実は
どちらからともなく、二人は先ほどまで香奈が通販の作業をしていたテーブルに向かい合わせになって座った。
トメは沙織のその覚悟を決めた瞳の奥にある「何か」を知りたくて思い切って聞いてみる決心をした。
もしかしたら自分でも力になれるかも知れないと思ったからだ。
「沙織さん。私はあなたには感謝できない位の御恩があるわ。
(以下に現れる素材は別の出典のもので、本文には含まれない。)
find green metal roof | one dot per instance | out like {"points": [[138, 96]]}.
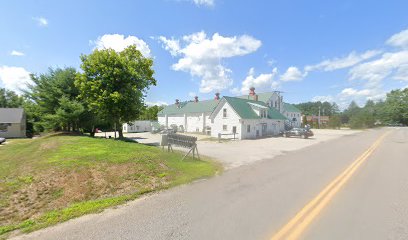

もしよければ胸の内を話してもらえないかしら?」
トメが穏やかにかつ諭すように話しかけた。
沙織は伏せ目がちにトメの方を見ながら重い口を開いた。
「トメさん。私と香奈、はたから見るとどんな感じ?」
トメには少し意外な感じの質問に思えたが素直に
「仲のいい姉妹に見えますよ」
そう答えた。
沙織は微笑むと
「そうよね。よく言われるし。実際姉妹みたいなものなの」
「姉妹みたいなもの?」
沙織の奥歯に物が詰まった様な言い方にトメは違和感を憶える。
「でも実際は少し違うの。香奈は私が小学生の時、両親が養子に迎えた子なの、でも両親がその事を自身の口から彼女に伝える前に交通事故で他界してしまって…」
話しの途中で言葉を詰まらせる沙織。
「血がつながってない事を香奈さんは知らずに今まで生きて来た」
トメは単刀直入に沙織にそう問い正す。
沙織はコクリと頷いただけだった。
しかしそれだけで普段はオットリとした沙織があの様な思い詰めた表情をするだろうか?
トメには何か沙織がまだ隠し事をしているように思えた。
彼女の言う事は確かに二人にとっては伝えづらい事実であるが、それは二人だけの問題で何もトメに言う必要性をトメ自信は正直、感じられなかった。
血の繋がりが無い事は沙織が墓場まで持って行けばよいだけの話しだし、万が一バレても沙織も香奈も、もう十分大人な訳だ。止むに止まれぬ事情があった事を香奈もくみ取れる年齢だ。
「本当にそれだけか?」
トメは思わず軍隊の頃の癖で尋問をするような鋭く重い口調で沙織に質問をした。
一瞬、沙織の肩がビクンと震えたのが見えた。
視線は合わせてないがトメの眼光が自分に向けられている事が解る。
鷹のように冷たいその視線は自分の心の奥底まで見透かされているような気がして沙織は膝の上に載せた手を固く結んだ。
二人の間に重たい空気が滞留していく。
店内に流れているBGMのクラッシックが沈殿した空気に時間の経過を知らせる。
沙織は顔をあげた。その瞳はまるで何かにすがりつく様な表情を宿していた。
トメは沙織のその表情を受け取るとそっと身体を少し前に出した。